Even the most successful artists today are prone to working out of their homes. It's convenient, more comfortable, usually more economical, and there are certain tax advantages. It's also traditional. Artist have been living "over the store," so to speak, for hundreds of years. The only difference between then and now is that the studio, or workshop, as it tended to be called, occupied a significantly larger proportion of the dwelling, perhaps more accurately we could say the "home" was in the workshop. A typical, well-established Renaissance artist, for instance, might live in a three story stone building, perhaps fifty to seventy feet square, built around a paved, open courtyard wherein was located a well, a small garden, and wooden steps leading to the upper levels. From this courtyard, arched openings led to the stables, the workshop, an office, and a passageway to the street. The buildings usually sat directly on the street which, though paved, typically had an open sewer running down its center. Often a family member would perch beneath an awning and sell small, inexpensive, art objects created in the workshop to passers by.

Food for the apprentices, the master, and even his family would be served in the workshop on trestle tables that could be removed between meals to make room for other activities. The artist and his family lived on the second floor in quarters that were often quite sumptuous while apprentices slept in much less commodious "cells" toward the rear of the structure, usually over the stables and hardly any more comfortable. The kitchen would often be on the third floor. Large chimneys were not a common feature in Italian homes at the time so placing the kitchen on the upper level allowed the heat and smoke involved in cooking to escape more easily. Only the most palatial homes (palazzos) had much in the way of heated rooms and glass for windows, while not unknown at the time, was quite expensive so most windows were either open or covered by canvas screens; this in a country largely equivalent to the United States insofar as temperatures were concerned.

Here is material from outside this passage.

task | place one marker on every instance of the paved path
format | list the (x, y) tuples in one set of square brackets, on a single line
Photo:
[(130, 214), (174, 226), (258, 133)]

The workshop of an Italian Renaissance artist was quite different from what we might think of as an artist's studio today. Large wooden doors would be opened during the day to admit light and fresh air, not to mention all the neighborhood bambinos, bugs, birds, cats, dogs, and miscellaneous vermin that might happen by. And the designation "workshop" was literally quite accurate. Even a painter's workshop would find the master and his associates involved with wood, plaster, and various metals, as well as grinding pigments, preparing canvases or panels, and perhaps producing engraved prints of the artists work. All of this of course, was in addition to continuous instruction in drawing and painting plus the dozens of other associated skills a would-be artist had to know to be successful in the sixteenth century.